BA reviews The Star Throwers by Paul Lucas at the Stephen Joseph theatre.


The Star Throwers

A Review

Stephen Joseph Theatre

Humans will be humans

This is a daft play that works. Paul Lucas’s play about what vets get up to when they decide that they hate mankind, a dilemma that they try to resolve by living by the sea and rescuing star fish. The play’s title comes from the their life’s resolve to collect the starfish from the high tide, keep them in a bath overnight and throw them back in the morning. Not a very enterprising plot for a new play, but add to this a dying beekeeper found on the beach, who they try to ignore, and you have the ingredients for a very strange black comedy. Admirably suited to radio and expect to hear it sometime in the future.

Slippy, dressed in beekeeper’s garb, is admirably played by Fred Ridgeway as he tries to pull himself to the nearest telephone box. He gets no help from convinced misanthrope Jess (Eleanor Tremain) who lives in the nearby house with Tom (Ed Waters), a dithery unsure convert to the hermit’s life. They go through various routines trying to live out their new found beliefs against the unfolding events, but not even they could have foreseen what the eventual outcome would be. There are various speeches about what they think their new values are.
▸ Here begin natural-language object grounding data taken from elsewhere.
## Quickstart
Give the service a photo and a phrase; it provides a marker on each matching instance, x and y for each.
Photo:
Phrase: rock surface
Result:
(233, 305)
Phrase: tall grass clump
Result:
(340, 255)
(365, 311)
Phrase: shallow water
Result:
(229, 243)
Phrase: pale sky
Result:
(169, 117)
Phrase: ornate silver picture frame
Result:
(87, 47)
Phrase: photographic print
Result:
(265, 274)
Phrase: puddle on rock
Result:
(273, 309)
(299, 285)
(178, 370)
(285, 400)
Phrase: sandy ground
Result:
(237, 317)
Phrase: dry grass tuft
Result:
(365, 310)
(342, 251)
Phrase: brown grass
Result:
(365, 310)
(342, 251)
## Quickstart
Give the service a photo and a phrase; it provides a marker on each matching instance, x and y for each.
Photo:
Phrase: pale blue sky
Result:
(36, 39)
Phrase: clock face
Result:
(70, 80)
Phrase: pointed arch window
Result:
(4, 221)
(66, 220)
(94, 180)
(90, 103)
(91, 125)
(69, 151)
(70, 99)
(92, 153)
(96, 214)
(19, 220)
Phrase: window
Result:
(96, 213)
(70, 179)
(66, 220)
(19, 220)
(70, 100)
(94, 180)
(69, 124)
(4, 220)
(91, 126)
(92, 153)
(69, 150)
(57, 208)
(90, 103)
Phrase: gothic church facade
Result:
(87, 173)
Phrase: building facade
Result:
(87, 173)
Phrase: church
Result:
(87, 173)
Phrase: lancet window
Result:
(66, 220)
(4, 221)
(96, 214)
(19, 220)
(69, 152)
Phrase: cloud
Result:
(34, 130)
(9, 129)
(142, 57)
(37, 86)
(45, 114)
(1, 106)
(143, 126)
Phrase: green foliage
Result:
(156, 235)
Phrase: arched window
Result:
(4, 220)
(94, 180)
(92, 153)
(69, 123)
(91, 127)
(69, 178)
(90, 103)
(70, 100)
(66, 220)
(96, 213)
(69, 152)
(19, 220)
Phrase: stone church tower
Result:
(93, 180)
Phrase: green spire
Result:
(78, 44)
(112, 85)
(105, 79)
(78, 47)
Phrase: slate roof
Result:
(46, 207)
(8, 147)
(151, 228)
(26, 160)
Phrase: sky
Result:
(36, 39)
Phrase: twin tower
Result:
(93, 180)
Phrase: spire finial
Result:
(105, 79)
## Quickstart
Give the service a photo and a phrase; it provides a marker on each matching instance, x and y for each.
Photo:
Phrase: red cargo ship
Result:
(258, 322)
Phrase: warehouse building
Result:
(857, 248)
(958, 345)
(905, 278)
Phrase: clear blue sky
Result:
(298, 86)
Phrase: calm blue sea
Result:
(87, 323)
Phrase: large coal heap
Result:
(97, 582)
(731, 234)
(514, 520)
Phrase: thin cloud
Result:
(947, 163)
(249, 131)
All this played with amusing, underlying wit in a script that tends to make the story unbelievable. However, the audience chuckle their way through a short evening entertainment and go home wondering.

Timothy Sheader’s direction was just right as the cast worked against a set of bare essentials that in the end did not detract from a satirical evening at the theatre. © BA

“The Star Throwers” is in at the McCarthy in Scarborough from the 19th of February until the 2nd of March, 2002.